The pricing suggests a sane workflow: test short and low first. If the composition works, increase duration. If the timing and motion hold up, move to 1080p. Paying for a 15-second 1080p edit before the idea is proven is usually wasteful.
Artificial Analysis described SkyReels V4 (by Skywork) in a minute-rate frame, roughly seven to eight dollars per minute depending on whether audio is included in that comparison. That is helpful for market positioning, but for actual use I would look at the per-second price in the tool where you are generating.

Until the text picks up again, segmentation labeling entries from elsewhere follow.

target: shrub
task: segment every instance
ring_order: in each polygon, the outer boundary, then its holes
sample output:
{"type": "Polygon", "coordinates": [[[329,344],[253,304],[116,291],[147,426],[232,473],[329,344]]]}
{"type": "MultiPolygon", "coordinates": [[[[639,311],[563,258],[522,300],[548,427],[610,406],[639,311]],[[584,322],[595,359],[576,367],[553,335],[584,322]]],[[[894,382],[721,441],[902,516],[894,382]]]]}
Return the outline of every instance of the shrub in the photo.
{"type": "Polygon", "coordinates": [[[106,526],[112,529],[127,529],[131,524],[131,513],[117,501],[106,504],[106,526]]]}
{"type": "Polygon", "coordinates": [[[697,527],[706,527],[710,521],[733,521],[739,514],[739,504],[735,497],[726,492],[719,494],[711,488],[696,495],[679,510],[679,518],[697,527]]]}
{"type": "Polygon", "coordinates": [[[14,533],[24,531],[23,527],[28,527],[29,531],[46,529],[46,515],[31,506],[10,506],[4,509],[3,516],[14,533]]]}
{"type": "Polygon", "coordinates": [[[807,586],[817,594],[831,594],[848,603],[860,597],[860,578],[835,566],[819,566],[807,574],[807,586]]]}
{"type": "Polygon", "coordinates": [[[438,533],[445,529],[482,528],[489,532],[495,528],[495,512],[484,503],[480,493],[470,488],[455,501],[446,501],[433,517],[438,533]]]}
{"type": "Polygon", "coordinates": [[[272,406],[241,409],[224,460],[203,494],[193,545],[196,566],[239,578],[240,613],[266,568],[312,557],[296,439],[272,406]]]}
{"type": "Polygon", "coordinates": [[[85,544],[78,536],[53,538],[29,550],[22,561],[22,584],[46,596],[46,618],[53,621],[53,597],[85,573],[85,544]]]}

Where it can beat expectations
The 15-second ceiling is the first real advantage. Eight seconds is enough for a clean visual beat. Fifteen seconds gives you space for a setup, a motion change, and a payoff. That extra room matters for product demos, short ad variations, and anything with a sound cue that needs a little breathing room.
The second advantage is reference control. SkyReels V4 (by Skywork) can use images, video, and audio references depending on the path exposed by the provider. That is useful when the prompt alone is too vague. A product photo can pin down the object. A video reference can suggest motion. An audio reference can push the result toward a particular rhythm or vocal feel.
The third advantage is editing. The paper treats generation, inpainting, and editing as part of one system. That is a better fit for real creative work than a model that only creates fresh clips. Most teams do not need one perfect first pass. They need a way to steer a rough pass into something usable.